SF: China relies on corn from Ukraine. Egypt, Turkey, and Pakistan rely on Ukraine’s wheat. What are your thoughts on how Ukraine’s ports reopen? And, historically, in wartime, have the ports reopened before the fighting was over or long after?

Mykhaylov: Historically, there were no shipments of commodities to/from ports during the war. Ports resumed their operation depending on how severe they were damaged during the wartime. Some Ukrainian trading companies that have terminals in ports warned they would have destroyed their port facilities in case of occupation.

In case Russia has not occupied Odessa Oblast, the option for importers/exporters is to make shipments through Romania. It may be limited and slow but this is possible. Also some commodities and goods were always imported/exported from/to Europe via the western border.
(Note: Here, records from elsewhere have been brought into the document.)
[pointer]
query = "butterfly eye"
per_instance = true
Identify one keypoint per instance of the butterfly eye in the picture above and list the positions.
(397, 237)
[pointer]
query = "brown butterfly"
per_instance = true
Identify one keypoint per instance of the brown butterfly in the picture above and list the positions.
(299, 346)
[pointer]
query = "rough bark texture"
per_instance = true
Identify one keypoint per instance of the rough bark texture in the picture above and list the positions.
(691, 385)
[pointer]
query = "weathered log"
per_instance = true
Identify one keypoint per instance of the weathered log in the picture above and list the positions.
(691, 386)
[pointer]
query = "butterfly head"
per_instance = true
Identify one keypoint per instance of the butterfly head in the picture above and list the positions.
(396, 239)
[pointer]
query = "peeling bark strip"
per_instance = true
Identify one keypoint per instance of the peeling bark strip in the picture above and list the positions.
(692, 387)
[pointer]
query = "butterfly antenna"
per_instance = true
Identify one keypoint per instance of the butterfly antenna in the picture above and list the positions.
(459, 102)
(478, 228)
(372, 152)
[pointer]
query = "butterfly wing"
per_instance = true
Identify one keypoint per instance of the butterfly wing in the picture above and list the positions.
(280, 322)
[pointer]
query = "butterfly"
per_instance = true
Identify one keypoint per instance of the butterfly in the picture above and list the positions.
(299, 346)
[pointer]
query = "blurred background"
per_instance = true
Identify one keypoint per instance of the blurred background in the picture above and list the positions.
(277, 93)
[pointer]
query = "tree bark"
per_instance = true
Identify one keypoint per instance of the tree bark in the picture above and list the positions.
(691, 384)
SF: Will the war be impacted by any upcoming weather in Ukraine? What’s the forecast for your area, more snow, colder temperatures, etc.?

Mykhaylov: The weather forecast for the nearest 10 days shows freezing drizzles on Tuesday and Wednesday (March 1 and 2) and showers on Thursday (March 3). This may impact the level of hostile activities considering that soil in central and South part of Ukraine is heavy black soil. Forecast for the temperature all over Ukraine will be in the range 3°C. to 8°C. (37°F. to 40°F.).